**Brief description**
---------------------

The Dataset is an anonymized sample of over 3,000,000 grocery orders from more than 200,000 Instacart users. 
The goal of a competition is to predict which previously purchased products will be in a user’s next order.
In this kernel, we will try to explore the data. Try to understand relationship between various features of the data before we move on to prediction model.

Loading Modules:
----------------

In [None]:
import pandas as pd
import numpy as np

import matplotlib.pyplot as plt # plotting
import seaborn as sns # plotting

Loading Datsets:
----------------

In [None]:
aisles = pd.read_csv('../input/aisles.csv', engine='c')
departments = pd.read_csv('../input/departments.csv', engine='c')
products = pd.read_csv('../input/products.csv', engine='c')
#Making one dataframe for commodities
df_com = pd.merge(left=pd.merge(left=products, right=aisles, how='left'), right=departments, how='left')
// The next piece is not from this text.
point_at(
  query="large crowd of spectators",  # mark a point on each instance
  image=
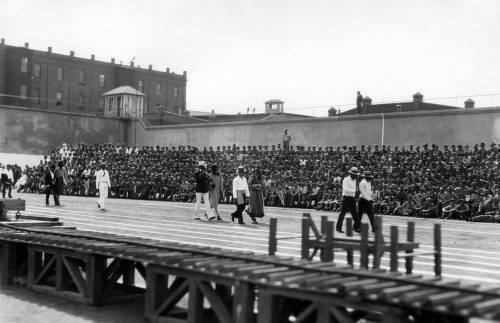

df_train = pd.read_csv('../input/order_products__train.csv', engine='c')
df_prior = pd.read_csv('../input/order_products__prior.csv', engine='c')
orders = pd.read_csv('../input/orders.csv', engine='c')

In [None]:
del aisles
df_com.head()

In [None]:
orders.head()

Consolidating Train Data with Orders and Commodity DataFrame
------------------------------------------------------------

In [None]:
df_train = pd.merge(left = (pd.merge(left = df_train, right = orders, how = 'left', on = 'order_id')), right = df_com[['product_id', 'aisle_id', 'department_id']], how = 'left', on = 'product_id')
del orders
df_train['reordered'] = df_train.add_to_cart_order*df_train.reordered
df_train.head()

How are various Aisles distributed amongst various Departments?
---------------------------------------------------------------

In [None]:
f, axarr = plt.subplots(7, 3, figsize=(12, 30))
for i,e in enumerate(departments.department.sort_values(ascending=True)):
    axarr[i//3, i%3].set_title('Dep: {}'.format(e))
    df_com[df_com.department==e].groupby(['aisle']).count()['product_id']\
    .sort_values(ascending=False).plot(kind='bar', color="#4CB391", ax=axarr[i//3, i%3])
f.subplots_adjust(hspace=2)

Relationship between Products[Top-50] Ordering and Re-ordering:
----------------------------------------

In [None]:
aggregations = {'add_to_cart_order':'sum', 'reordered':'sum'}
prod_reorder = df_train.groupby('product_id').agg(aggregations)
prod_reorder = prod_reorder.sort_values('add_to_cart_order', ascending=False)[:50]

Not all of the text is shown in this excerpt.